Could you give me some hints how I can solve the following exercise?
Check if the equation $3x^2+7y^2-5z^2=0$ has a non-trivial solution in $\mathbb{Q}$ . If it has a solution, find at least one. If it does not have, find at which p-adic fields it has no rational solution.
EDIT:
Theorem:
We suppose that $a,b,c \in \mathbb{Z}, (a,b)=(b,c)=(a,c)=1$.
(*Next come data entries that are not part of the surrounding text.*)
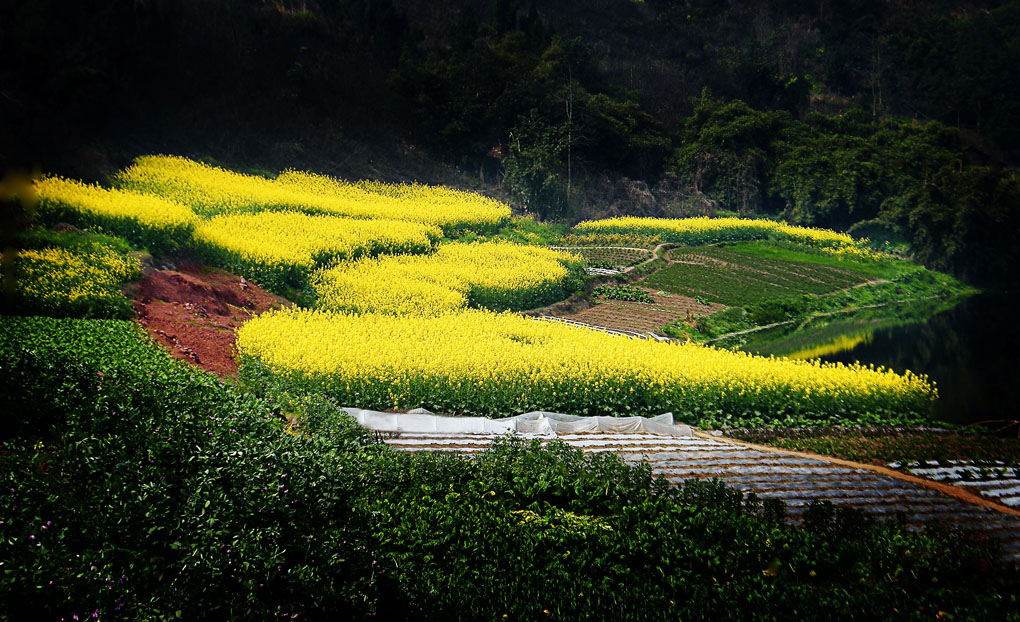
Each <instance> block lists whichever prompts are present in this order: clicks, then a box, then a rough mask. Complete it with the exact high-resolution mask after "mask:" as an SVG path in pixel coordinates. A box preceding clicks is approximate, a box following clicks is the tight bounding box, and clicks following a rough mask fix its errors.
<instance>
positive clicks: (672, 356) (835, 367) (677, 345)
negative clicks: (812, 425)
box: [238, 309, 934, 421]
mask: <svg viewBox="0 0 1020 622" xmlns="http://www.w3.org/2000/svg"><path fill="white" fill-rule="evenodd" d="M238 352H239V355H240V356H241V357H242V361H243V367H244V368H246V369H247V370H248V371H247V372H245V373H258V370H259V369H268V370H270V371H271V372H274V373H276V374H278V375H279V377H283V378H286V379H287V380H288V381H290V382H293V383H297V384H299V385H303V386H307V387H311V388H315V390H318V391H323V392H325V393H326V394H327V395H330V396H333V397H334V398H336V399H337V400H339V401H340V403H342V404H354V405H357V406H359V407H363V408H377V409H386V408H392V409H407V408H412V407H424V408H428V409H430V410H435V411H437V412H449V413H473V414H481V415H505V414H510V413H518V412H525V411H531V410H551V411H557V412H566V413H574V414H590V415H593V414H600V415H605V414H609V415H630V414H659V413H662V412H666V411H672V412H673V413H674V414H676V415H677V416H678V417H680V418H681V419H686V420H692V421H694V420H700V419H703V418H706V417H707V418H716V419H719V418H724V417H726V416H732V417H737V418H741V417H744V418H746V417H759V418H762V419H771V420H782V419H783V418H784V417H801V418H805V417H807V418H813V419H816V420H826V421H832V420H839V419H850V420H855V419H856V420H858V421H867V420H877V418H878V417H880V416H881V415H882V414H883V413H895V414H897V415H899V416H901V417H902V416H904V415H905V414H907V413H913V414H920V413H923V412H924V411H925V410H926V409H927V407H928V406H929V404H930V401H931V400H932V399H933V397H934V390H933V387H932V385H931V384H930V383H929V382H928V381H927V379H926V378H925V377H921V376H917V375H914V374H911V373H909V372H908V373H907V374H903V375H901V374H897V373H894V372H891V371H888V370H882V369H872V368H867V367H861V366H844V365H839V364H831V365H830V364H819V363H817V362H809V361H792V360H786V359H767V358H762V357H756V356H752V355H749V354H745V353H737V352H731V351H726V350H716V349H713V348H708V347H703V346H698V345H693V344H683V345H680V344H675V343H674V344H667V343H657V342H652V341H644V340H631V339H627V338H620V336H613V335H608V334H605V333H601V332H598V331H594V330H588V329H578V328H573V327H570V326H564V325H561V324H557V323H548V322H543V321H540V320H535V319H529V318H524V317H521V316H518V315H515V314H509V313H504V314H497V313H491V312H487V311H475V310H467V311H460V312H455V313H450V314H446V315H441V316H436V317H422V316H399V317H398V316H392V315H379V314H365V315H354V314H347V313H343V312H327V311H308V310H297V309H289V310H282V311H275V312H271V313H267V314H264V315H261V316H259V317H257V318H255V319H254V320H252V321H250V322H248V323H247V324H245V325H244V326H243V327H242V328H241V330H240V331H239V333H238Z"/></svg>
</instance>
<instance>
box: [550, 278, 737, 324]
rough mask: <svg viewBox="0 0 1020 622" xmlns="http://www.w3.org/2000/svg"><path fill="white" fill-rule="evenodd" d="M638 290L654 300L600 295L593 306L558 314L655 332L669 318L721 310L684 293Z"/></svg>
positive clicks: (718, 308) (580, 320) (714, 306)
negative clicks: (641, 300)
mask: <svg viewBox="0 0 1020 622" xmlns="http://www.w3.org/2000/svg"><path fill="white" fill-rule="evenodd" d="M642 289H643V290H645V291H646V292H648V293H649V295H650V296H651V297H652V298H653V299H655V302H654V303H632V302H624V301H619V300H606V299H601V298H600V299H599V301H598V303H597V304H596V305H594V306H592V307H589V308H588V309H584V310H582V311H579V312H577V313H572V314H569V315H563V316H562V317H563V318H565V319H570V320H574V321H577V322H583V323H585V324H592V325H595V326H602V327H605V328H611V329H613V330H629V331H631V332H655V331H658V330H659V329H661V328H662V327H663V326H665V325H666V324H668V323H670V322H672V321H675V320H678V319H680V320H685V319H691V318H693V317H694V316H695V315H708V314H710V313H715V312H716V311H721V310H722V309H725V307H723V306H722V305H720V304H718V303H712V304H708V305H706V304H702V303H699V302H698V301H697V300H695V299H693V298H688V297H686V296H680V295H678V294H664V293H657V292H656V291H655V290H650V289H648V288H642Z"/></svg>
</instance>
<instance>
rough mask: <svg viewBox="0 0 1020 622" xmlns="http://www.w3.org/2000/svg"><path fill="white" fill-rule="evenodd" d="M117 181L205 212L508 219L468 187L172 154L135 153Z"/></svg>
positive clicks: (440, 224) (453, 218)
mask: <svg viewBox="0 0 1020 622" xmlns="http://www.w3.org/2000/svg"><path fill="white" fill-rule="evenodd" d="M115 180H116V183H117V184H118V185H119V186H120V187H121V188H127V189H132V190H137V191H139V192H145V193H152V194H156V195H159V196H163V197H168V198H172V199H173V200H175V201H180V202H181V203H185V204H187V205H189V206H191V207H192V208H193V209H194V210H195V211H196V212H197V213H199V214H202V215H205V216H211V215H215V214H224V213H237V212H257V211H265V210H290V211H303V212H306V213H311V214H331V215H339V216H348V217H352V218H382V219H389V220H408V221H412V222H421V223H425V224H433V225H438V226H441V227H443V228H444V229H446V230H452V229H457V228H469V229H473V230H487V231H488V230H494V229H496V228H498V227H499V226H500V225H501V224H503V223H505V222H506V221H507V220H509V218H510V208H509V207H508V206H507V205H504V204H502V203H500V202H498V201H494V200H492V199H488V198H486V197H482V196H480V195H475V194H472V193H465V192H458V191H453V190H448V189H443V188H433V187H428V186H420V185H404V186H395V185H387V184H380V183H372V182H366V183H361V184H350V183H347V182H342V180H339V179H335V178H333V177H329V176H326V175H318V174H313V173H308V172H301V171H296V170H288V171H285V172H283V173H282V174H279V176H277V177H276V178H274V179H273V178H267V177H261V176H257V175H248V174H242V173H239V172H234V171H232V170H227V169H225V168H220V167H218V166H210V165H208V164H203V163H201V162H196V161H194V160H190V159H188V158H183V157H177V156H166V155H150V156H142V157H139V158H137V159H136V160H135V163H134V164H133V165H132V166H130V167H127V168H125V169H124V170H122V171H120V172H119V173H117V175H116V177H115Z"/></svg>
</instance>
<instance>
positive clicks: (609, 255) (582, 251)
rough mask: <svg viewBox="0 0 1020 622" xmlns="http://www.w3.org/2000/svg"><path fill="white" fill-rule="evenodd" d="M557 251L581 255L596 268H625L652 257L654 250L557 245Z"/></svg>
mask: <svg viewBox="0 0 1020 622" xmlns="http://www.w3.org/2000/svg"><path fill="white" fill-rule="evenodd" d="M552 248H553V250H556V251H567V252H569V253H573V254H574V255H580V256H581V257H583V258H584V260H585V261H586V262H588V264H589V265H590V266H591V267H594V268H624V267H627V266H630V265H634V264H636V263H641V262H642V261H645V260H647V259H649V258H650V257H652V251H649V250H645V249H637V248H631V247H624V246H556V247H552Z"/></svg>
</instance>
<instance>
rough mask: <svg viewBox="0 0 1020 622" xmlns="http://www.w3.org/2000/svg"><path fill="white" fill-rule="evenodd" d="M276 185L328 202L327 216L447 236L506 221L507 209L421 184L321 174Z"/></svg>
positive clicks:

$abc$ is square-free. Then, the equation $ax^2+by^2+cz^2=0$ has a non-trivial solution in $\mathbb{Q} \Leftrightarrow$
- $a,b,c$ do not have the same sign.
- $\forall p \in \mathbb{P} \setminus \{ 2 \}, p \mid a$, $\exists r \in \mathbb{Z}$ such that $b+r^2c \equiv 0 \pmod p$ and similar congruence for the primes $p \in \mathbb{P} \setminus \{ 2 \}$, for which $p \mid b$ or $p \mid c$.
- If $a,b,c$ are all odd, then there are two of $a,b,c$, so that their sum is divided by $4$.
- If $a$ even, then $b+c$ or $a+b+c$ is divisible by $8$. Similar, if $b$ or $c$ even.
After playing around, the suspicion is that there is no solution. In the absence of a single prime that jumps to your eye (three is just too many) start checking $p=2$, which is always good for a surprise. Any rational solution in $\mathbb Q_2$ may be scaled to that $x,y,z$ are in $\mathbb Z_2$ and at least one of them is odd. Then consider this in $\mathbb Z/4\mathbb Z$, where squares are either $0$ or $1$: We have $3x^2+7y^2-5z^2\equiv 3(x^2+y^2+z^2)\not\equiv 0\pmod 4$ because $x^2+y^2+z^2$ is $1$ or $2$ or $3$.